KCU - Tanzania

Kagera Cooperative Union nasce nel 1950 è un’associazione di piccole cooperative produttrici di caffè localizzate a nord ovest della Tanzania, nei pressi del Lago Victoria.

Nata nel 1950, oggi comprende più di 60.000 piccoli produttori della regione di Kagera, dove il caffè rappresenta un’importante fonte di sostentamento per la maggior parte della popolazione.

Fino al 1990 il caffè di questi produttori finiva sempre all’asta, prima al porto di Mombasa, in Kenya, e poi a Moshi, in Tanzania, dove gli esportatori si riunivano e vendevano diversi lotti di caffè a prezzi fluttuabili.

Negli anni il movimento cooperativo ha attraversato diverse fasi, mantenendo sempre lo stesso obiettivo: garantire servizi ai soci e raggiungere l’autosufficienza nella commercializzazione del raccolto. Nel 1990 c’è stato l’incontro con il Commercio Equo e Solidale, che i contadini tanzaniani definiscono una pietra miliare della loro storia.

I contadini di KCU producono un eccellente caffè di qualità robusta, in piantagioni dove sono presenti anche banani, piante di cassava, patate americane e mais; questo per fare in modo che le famiglie contadine abbiano ulteriori fonti di reddito.
Le piante normalmente diminuiscono la propria produttività di anno in anno, provocando inevitabilmente produzioni sempre più scarse. Nella zona di KCU la maggior parte delle piante di caffè ha circa trent’anni ed è ormai poco produttiva per questo la Cooperativa si sta impegnando per convertire tutta la produzione al biologico, utilizzando tecniche innovative e sostenibili. Buona parte del caffè da loro prodotto è già certificato BIO, come quello presente nel caffè solubile Altromercato, una rarità nel panorama del caffè solubile, che normalmente proviene da grandi piantagioni.

L’Associazione sta operando anche intensamente per sviluppare il coinvolgimento diretto dei membri delle cooperative nelle decisioni. Due volte all’anno, si riunisce l’Assemblea Generale, organo decisionale di KCU, a cui intervengono i rappresentanti di tutte le 124 cooperative provenienti dai villaggi, ed insieme approvano il budget e decidono la destinazione del Fairtrade Premium.

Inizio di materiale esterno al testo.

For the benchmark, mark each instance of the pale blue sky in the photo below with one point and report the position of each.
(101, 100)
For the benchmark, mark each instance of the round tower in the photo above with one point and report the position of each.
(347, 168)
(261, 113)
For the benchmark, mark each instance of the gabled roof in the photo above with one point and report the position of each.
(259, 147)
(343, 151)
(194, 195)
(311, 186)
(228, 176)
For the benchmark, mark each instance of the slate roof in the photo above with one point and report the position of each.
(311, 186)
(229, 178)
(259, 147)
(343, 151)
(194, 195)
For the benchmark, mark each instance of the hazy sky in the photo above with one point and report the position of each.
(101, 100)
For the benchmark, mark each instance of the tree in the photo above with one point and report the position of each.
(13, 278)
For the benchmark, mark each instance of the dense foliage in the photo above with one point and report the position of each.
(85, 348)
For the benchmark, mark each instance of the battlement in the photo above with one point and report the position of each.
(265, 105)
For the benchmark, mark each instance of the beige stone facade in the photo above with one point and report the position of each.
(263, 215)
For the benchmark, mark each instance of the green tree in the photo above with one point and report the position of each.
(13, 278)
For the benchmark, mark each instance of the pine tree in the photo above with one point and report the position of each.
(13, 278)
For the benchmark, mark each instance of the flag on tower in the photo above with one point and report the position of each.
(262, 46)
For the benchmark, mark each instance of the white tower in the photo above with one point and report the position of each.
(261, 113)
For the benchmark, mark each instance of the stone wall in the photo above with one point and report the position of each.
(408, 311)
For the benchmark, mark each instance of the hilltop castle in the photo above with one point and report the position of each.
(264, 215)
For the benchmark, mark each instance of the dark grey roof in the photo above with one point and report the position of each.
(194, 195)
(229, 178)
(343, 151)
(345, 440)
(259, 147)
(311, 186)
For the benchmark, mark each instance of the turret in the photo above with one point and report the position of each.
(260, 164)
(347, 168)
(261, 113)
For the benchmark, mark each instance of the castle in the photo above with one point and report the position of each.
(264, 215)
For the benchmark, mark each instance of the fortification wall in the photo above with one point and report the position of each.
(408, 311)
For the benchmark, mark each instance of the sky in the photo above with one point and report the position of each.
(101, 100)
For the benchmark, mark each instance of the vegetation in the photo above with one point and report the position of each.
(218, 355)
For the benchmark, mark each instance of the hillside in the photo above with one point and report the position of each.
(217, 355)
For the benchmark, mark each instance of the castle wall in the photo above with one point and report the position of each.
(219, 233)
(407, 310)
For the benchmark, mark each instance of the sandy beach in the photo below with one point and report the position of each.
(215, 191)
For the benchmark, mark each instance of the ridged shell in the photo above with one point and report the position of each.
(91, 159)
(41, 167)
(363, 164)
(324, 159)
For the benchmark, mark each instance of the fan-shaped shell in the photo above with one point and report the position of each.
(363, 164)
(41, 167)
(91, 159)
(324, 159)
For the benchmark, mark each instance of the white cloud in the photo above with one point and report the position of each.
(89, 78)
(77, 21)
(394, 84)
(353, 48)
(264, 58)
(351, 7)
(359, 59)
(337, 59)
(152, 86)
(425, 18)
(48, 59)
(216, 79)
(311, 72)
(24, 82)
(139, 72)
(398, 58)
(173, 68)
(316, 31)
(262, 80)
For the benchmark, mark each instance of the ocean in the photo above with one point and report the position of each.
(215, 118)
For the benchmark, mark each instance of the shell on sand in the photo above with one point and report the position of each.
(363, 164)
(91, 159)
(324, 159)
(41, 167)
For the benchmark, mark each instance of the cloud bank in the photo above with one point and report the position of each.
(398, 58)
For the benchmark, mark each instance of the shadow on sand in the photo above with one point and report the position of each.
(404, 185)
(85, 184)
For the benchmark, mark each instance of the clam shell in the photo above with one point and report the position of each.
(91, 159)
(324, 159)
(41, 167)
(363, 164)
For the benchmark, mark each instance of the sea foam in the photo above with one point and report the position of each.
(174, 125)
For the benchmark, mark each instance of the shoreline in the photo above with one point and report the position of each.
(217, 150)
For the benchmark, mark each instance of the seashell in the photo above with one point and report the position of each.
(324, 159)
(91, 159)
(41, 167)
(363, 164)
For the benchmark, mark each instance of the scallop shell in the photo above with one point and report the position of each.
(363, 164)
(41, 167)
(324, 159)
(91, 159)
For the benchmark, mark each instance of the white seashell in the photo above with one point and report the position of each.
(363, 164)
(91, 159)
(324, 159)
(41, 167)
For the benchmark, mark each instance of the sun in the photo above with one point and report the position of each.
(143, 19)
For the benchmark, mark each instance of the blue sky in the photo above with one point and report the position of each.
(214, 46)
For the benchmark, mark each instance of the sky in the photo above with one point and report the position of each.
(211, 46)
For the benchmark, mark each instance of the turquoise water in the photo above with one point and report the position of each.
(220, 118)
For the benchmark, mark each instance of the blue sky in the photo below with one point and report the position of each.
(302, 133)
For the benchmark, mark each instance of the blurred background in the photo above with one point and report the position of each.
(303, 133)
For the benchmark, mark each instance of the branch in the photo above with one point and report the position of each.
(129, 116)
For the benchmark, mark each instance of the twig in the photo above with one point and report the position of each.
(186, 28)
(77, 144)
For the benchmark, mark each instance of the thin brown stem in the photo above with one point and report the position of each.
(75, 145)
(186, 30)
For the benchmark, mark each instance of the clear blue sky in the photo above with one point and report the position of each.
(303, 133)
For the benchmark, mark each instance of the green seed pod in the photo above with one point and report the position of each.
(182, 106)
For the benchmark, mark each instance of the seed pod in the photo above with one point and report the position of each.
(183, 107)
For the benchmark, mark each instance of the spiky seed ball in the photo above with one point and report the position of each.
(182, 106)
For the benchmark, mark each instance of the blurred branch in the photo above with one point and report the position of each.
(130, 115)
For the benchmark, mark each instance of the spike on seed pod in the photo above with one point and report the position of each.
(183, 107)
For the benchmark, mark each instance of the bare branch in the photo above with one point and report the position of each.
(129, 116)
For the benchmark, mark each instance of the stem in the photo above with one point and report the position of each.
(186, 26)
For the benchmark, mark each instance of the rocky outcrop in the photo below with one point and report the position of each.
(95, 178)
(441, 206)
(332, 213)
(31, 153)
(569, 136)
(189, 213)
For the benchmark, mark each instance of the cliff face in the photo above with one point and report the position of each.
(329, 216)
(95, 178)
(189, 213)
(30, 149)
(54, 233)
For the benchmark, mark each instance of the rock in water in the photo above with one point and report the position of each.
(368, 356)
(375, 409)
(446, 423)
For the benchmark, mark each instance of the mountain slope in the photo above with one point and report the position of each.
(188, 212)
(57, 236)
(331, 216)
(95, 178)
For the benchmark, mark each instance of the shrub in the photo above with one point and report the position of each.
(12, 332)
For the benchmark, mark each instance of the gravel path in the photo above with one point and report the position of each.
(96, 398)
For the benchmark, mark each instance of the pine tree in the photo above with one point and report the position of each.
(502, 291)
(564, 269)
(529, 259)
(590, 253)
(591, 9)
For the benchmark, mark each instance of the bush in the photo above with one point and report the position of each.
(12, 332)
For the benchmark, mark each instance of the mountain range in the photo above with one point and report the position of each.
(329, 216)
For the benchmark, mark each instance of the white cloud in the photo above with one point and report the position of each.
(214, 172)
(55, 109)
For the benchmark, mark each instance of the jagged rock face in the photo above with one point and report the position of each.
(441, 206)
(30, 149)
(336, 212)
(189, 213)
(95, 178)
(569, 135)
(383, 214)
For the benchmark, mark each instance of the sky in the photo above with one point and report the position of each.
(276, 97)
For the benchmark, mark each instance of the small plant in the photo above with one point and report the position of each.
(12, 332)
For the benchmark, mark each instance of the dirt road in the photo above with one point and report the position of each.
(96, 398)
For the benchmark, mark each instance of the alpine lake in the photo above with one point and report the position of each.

Ciascuno dei 126 gruppi di base ha un proprio comitato. Due rappresentanti scelti dal comitato partecipano all’Assemblea generale di KCU che si riunisce due volte l’anno. Qui vengono prese le decisioni su come investire il Premio Fairtrade.

Infrastrutture locali: i membri di KCU producono il loro caffè in aziende agricole isolate all’interno di colline scoscese. Utilizzando il Premio Fairtrade, KCU ha costruito strade e ponti per collegare i gruppi di base alle aree di raccolta del caffè. Questo rende il processo più efficiente, c’è meno spreco e la vita dei contadini è più facile.

Infrastrutture per il caffè: KCU ha acquistato macchine per sbucciare il caffè per rendere più veloce il processo e per far arrivare il prodotto sul mercato nel modo più veloce possibile.

Educazione e salute: ha portato alla costruzione di scuole e di centri per la salute nell’area. Le scuole hanno bisogno di continuo supporto e KCU investe una percentuale del Premio ogni anno per il loro mantenimento.

Conversione al biologico: KCU ha investito nella conversione al biologico, supportando l’intero ecosistema nella regione subtropicale.

Una torrefazione in Tanzania: i membri hanno investito in una torrefazione per caffè solubile, Tanica di cui la cooperativa possiede il 53% delle azioni.

Molteplici utilizzi: sono molti i modi in cui KCU ha scelto di spendere il proprio guadagno derivato dalle vendite a condizioni Fairtrade: nell’allevamento, nel miglioramento delle case, nelle rette scolastiche. Mentre la scuola primaria è ormai sviluppata, lo stesso non è per quella secondaria.